А Бош-хатын, и глазом не моргнув, приказала:

—  Покажите товар!

От стеснения в груди купцы молчали.

—  Развязывайте языки! Еще есть время. Завтра будет поздно.

Откашлявшись, отхаркавшись, забубнил Кабани:

—  Волею злополучного рока их высочество Алимхан — пусть благоухает луг его величия! — покидая в годы смятения пределы эмирата, повелел перегнать отары каракульских овец за Аму-Дарью, что и сделали мы, верноподданные. Но многие отары угнать не успели, остались они в бухарских степях. За время войны с большевиками немало овец пропало. Сколько убытков! Но соизволением всевышнего узлы трудностей развязались. Животным свойственно плодиться, и благодаря щедрости аллаха, — все при­сутствующие  провели   ладонями    по  бородам, — ныне   эмирские стада более многочисленны и упитанны, нежели раньше.

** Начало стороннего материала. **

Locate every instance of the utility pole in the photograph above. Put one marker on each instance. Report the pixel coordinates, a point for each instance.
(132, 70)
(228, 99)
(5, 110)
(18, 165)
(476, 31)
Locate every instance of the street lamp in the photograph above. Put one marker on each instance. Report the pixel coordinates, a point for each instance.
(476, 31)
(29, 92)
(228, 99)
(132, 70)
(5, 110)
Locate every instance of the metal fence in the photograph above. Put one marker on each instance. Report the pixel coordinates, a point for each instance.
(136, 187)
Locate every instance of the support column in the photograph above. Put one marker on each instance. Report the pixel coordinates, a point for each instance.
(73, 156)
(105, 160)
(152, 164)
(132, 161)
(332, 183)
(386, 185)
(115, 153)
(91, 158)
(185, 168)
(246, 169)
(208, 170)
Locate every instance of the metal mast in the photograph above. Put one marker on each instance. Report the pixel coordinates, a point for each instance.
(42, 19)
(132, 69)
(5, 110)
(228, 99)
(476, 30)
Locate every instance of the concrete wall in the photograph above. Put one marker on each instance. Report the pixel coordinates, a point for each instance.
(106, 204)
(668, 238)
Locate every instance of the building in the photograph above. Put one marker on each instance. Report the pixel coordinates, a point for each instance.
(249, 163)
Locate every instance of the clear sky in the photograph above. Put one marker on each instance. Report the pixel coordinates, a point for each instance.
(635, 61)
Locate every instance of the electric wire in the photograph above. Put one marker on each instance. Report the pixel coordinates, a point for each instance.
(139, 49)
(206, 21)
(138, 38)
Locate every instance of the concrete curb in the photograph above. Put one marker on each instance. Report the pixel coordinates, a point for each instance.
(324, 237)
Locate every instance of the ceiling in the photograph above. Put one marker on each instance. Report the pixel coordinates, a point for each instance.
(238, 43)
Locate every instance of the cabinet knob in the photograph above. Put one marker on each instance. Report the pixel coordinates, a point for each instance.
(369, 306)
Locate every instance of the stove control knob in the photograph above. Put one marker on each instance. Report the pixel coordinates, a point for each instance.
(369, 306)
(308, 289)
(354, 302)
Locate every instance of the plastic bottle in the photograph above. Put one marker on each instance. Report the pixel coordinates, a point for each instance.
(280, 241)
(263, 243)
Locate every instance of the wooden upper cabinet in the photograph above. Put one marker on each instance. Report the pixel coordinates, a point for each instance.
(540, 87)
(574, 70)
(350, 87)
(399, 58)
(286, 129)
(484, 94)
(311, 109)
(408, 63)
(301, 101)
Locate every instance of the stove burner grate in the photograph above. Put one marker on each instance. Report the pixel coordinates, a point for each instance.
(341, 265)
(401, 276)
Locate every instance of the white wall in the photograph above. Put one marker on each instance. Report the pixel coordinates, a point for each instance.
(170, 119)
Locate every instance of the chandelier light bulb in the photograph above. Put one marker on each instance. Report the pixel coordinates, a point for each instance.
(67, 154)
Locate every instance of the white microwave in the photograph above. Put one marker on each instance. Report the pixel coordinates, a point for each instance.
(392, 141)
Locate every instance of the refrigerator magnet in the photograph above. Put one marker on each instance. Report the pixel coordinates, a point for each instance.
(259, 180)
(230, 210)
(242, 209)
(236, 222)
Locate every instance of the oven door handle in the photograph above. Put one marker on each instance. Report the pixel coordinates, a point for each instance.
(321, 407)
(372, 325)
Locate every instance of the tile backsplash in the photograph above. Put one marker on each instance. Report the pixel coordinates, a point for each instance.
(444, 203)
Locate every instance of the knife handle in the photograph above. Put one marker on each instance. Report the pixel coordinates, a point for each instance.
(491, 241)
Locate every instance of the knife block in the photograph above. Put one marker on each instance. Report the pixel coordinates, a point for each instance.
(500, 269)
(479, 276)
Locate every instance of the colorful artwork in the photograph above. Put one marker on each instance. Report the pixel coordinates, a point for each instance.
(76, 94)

—  Сколько?! — взвизгнула Бош-хатын, и от нетерпения горло ей сдавила судорога. Чалмы   закачались. Из-под них смотрели глаза встревоженные, глаза    трусливые, глаза,    горящие жадностью.

—  Все эти годы советские власти, — продолжал Исхак Ходжи Кабани, — не знали, что стада собственность их высочества. Ина­че, конечно, рука захвата конфисковала бы их.. Но с нас, храни­телей эмирских   стад, взымали мясной    налог, шерстяной налог, пастбищный налог. О аллах!

—  Слушай, Кабани, или у тебя на каждой заплатке по сорок дырок. Не пристало  тебе с твоей седой бородой   юлить, мудрить.

А бороду имел Кабани шелковистую. И он даже с некоторой жалостью погладил ее, не отвечая на грубость женщины.

Сколько? — фыркнула Бош-хатын.

—  А еще на голову    мусульман придумали колхозы.    Убытки терпели мы без счета. Но, слава всемогущему, сметка наша еще жива. Сколько смогли уберечь, столько уберегли.